The recently introduced Segment Anything Model (SAM), a Visual Foundation Model (VFM), has demonstrated impressive capabilities in zero-shot segmentation tasks across diverse natural image datasets. Despite its success, SAM encounters noticeably performance degradation when applied to specific domains, such as medical images. Current efforts to address this issue have involved fine-tuning strategies, intended to bolster the generalizability of the vanilla SAM. However, these approaches still predominantly necessitate the utilization of domain specific expert-level prompts during the evaluation phase, which severely constrains the model's practicality. To overcome this limitation, we introduce a novel self-prompting based fine-tuning approach, called SAM-SP, tailored for extending the vanilla SAM model. Specifically, SAM-SP leverages the output from the previous iteration of the model itself as prompts to guide subsequent iteration of the model. This self-prompting module endeavors to learn how to generate useful prompts autonomously and alleviates the dependence on expert prompts during the evaluation phase, significantly broadening SAM's applicability. Additionally, we integrate a self-distillation module to enhance the self-prompting process further. Extensive experiments across various domain specific datasets validate the effectiveness of the proposed SAM-SP. Our SAM-SP not only alleviates the reliance on expert prompts but also exhibits superior segmentation performance comparing to the state-of-the-art task-specific segmentation approaches, the vanilla SAM, and SAM-based approaches.

Figures (5)

• Figure 1: The illustration of our model. (a) SAM and SAM-based approaches both rely on the expert prompts during inference. (b) Our SAM-SP build a self-prompting module and do not rely on the expert prompts during inference.

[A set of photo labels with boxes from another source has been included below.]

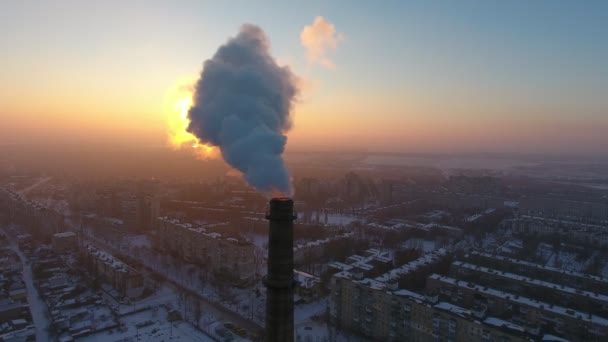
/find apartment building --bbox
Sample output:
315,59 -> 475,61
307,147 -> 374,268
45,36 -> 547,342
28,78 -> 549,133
0,188 -> 64,239
157,217 -> 256,286
330,275 -> 530,342
465,251 -> 608,293
426,274 -> 608,341
509,215 -> 608,247
82,245 -> 144,297
450,261 -> 608,313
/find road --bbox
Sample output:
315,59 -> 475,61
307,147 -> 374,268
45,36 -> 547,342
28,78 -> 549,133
78,230 -> 263,334
18,177 -> 53,195
11,236 -> 52,342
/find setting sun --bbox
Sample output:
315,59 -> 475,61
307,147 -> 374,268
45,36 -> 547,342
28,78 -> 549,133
165,83 -> 218,159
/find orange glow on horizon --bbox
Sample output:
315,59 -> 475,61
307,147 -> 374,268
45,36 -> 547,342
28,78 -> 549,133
165,82 -> 219,159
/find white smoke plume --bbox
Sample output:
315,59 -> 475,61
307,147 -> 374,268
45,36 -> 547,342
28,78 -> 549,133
188,24 -> 298,195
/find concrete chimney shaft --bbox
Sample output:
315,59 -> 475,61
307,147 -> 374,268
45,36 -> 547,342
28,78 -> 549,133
265,197 -> 296,342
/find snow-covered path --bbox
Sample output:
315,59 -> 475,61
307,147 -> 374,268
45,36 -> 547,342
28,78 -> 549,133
12,244 -> 51,342
19,177 -> 53,195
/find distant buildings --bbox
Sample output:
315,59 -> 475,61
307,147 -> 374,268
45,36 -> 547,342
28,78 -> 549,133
52,232 -> 78,254
157,217 -> 256,286
81,245 -> 144,297
427,274 -> 608,341
0,188 -> 64,239
293,232 -> 354,265
293,270 -> 322,303
508,215 -> 608,247
519,197 -> 608,223
330,250 -> 529,342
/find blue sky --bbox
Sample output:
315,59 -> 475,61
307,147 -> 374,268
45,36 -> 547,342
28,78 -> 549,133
0,1 -> 608,151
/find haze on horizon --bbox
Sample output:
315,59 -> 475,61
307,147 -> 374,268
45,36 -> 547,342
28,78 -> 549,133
0,1 -> 608,155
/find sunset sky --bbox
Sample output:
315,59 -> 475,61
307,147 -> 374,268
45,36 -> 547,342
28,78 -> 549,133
0,1 -> 608,154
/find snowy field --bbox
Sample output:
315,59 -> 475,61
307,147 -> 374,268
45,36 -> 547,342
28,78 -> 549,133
77,307 -> 213,342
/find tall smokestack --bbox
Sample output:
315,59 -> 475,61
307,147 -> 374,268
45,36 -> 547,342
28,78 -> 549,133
265,197 -> 296,342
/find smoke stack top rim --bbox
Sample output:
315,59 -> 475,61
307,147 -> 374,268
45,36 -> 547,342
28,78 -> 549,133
266,196 -> 296,221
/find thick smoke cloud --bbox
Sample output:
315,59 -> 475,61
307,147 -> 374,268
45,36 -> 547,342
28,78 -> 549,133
188,25 -> 297,195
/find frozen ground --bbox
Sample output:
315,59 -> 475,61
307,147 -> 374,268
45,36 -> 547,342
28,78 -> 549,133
77,307 -> 214,342
11,236 -> 50,341
401,239 -> 437,252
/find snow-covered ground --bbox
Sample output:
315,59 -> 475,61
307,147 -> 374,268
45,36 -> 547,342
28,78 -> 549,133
401,238 -> 437,252
77,307 -> 214,342
11,239 -> 51,341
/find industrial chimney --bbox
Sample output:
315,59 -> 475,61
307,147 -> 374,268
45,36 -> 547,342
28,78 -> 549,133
265,197 -> 296,342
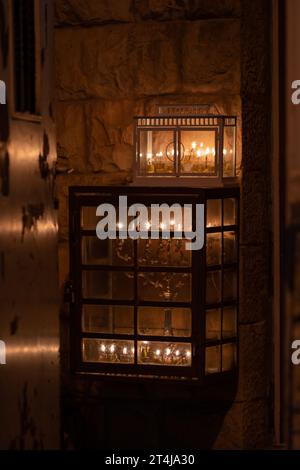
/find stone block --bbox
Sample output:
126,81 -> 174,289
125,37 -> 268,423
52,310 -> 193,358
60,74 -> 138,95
55,0 -> 241,26
180,20 -> 240,94
55,0 -> 133,26
239,245 -> 271,323
241,400 -> 273,450
133,0 -> 240,21
236,322 -> 272,401
212,403 -> 243,450
56,103 -> 87,172
56,20 -> 240,100
240,172 -> 271,246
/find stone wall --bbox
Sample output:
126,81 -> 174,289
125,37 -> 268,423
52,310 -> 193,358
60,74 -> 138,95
55,0 -> 270,448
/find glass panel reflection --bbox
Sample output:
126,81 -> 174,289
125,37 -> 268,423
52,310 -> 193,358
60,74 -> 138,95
138,307 -> 192,337
206,199 -> 222,227
223,126 -> 235,177
206,308 -> 221,341
139,130 -> 175,175
180,130 -> 216,174
222,344 -> 236,372
82,338 -> 134,364
82,271 -> 134,300
81,237 -> 133,266
223,307 -> 237,339
82,305 -> 134,335
205,346 -> 221,375
138,341 -> 192,367
138,238 -> 192,267
223,232 -> 237,263
81,206 -> 99,230
206,233 -> 222,266
224,198 -> 237,225
138,272 -> 191,302
206,271 -> 221,304
223,269 -> 237,301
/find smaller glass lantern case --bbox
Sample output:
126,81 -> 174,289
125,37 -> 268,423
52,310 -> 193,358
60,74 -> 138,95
135,115 -> 236,184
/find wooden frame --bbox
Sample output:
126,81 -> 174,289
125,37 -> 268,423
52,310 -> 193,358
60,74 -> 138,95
69,187 -> 239,383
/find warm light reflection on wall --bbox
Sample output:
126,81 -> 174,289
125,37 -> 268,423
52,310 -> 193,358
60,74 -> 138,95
6,342 -> 59,356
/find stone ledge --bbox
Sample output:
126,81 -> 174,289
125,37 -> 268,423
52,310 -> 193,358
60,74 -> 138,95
55,0 -> 241,26
55,19 -> 240,100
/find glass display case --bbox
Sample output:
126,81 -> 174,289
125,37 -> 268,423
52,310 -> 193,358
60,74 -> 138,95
70,187 -> 239,380
135,114 -> 237,184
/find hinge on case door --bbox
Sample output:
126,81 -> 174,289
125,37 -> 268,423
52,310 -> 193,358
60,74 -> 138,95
64,280 -> 75,305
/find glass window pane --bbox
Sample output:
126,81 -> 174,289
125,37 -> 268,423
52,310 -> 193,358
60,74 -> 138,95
206,233 -> 222,266
223,126 -> 235,177
138,341 -> 192,367
138,272 -> 191,302
81,206 -> 99,230
82,271 -> 134,300
81,237 -> 133,266
206,308 -> 221,340
138,130 -> 175,176
206,199 -> 222,227
138,307 -> 192,337
222,344 -> 236,372
223,232 -> 237,264
82,305 -> 134,335
206,271 -> 221,304
138,238 -> 192,267
82,338 -> 134,364
223,307 -> 237,339
224,198 -> 237,225
180,130 -> 216,174
223,269 -> 237,301
205,346 -> 221,375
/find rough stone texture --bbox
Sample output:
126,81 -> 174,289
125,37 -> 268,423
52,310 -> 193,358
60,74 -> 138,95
212,403 -> 243,450
56,102 -> 87,173
241,171 -> 271,248
55,0 -> 133,25
236,322 -> 270,401
56,20 -> 240,100
56,0 -> 271,449
241,399 -> 272,450
239,245 -> 271,324
56,0 -> 241,26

• Figure 2: The overall training architecture of our proposed SAM-SP, which inherits from SAM and contains three additional moudles: LoRA-based fine tuning, Self-Prompting module and Self-Distillation module. our proposed SAM-SP significantly enhance the segmentation capability of SAM in specific domains and alleviates the reliance on expert prompts during inference. The two prompt encoders here are shared with parameters, the same with two mask decoders.
• Figure 3: Visualization of segmentation results
• Figure 4: Quantitative comparison with different number of self-prompting iterations.
• Figure 5: Comparison with different training strategies.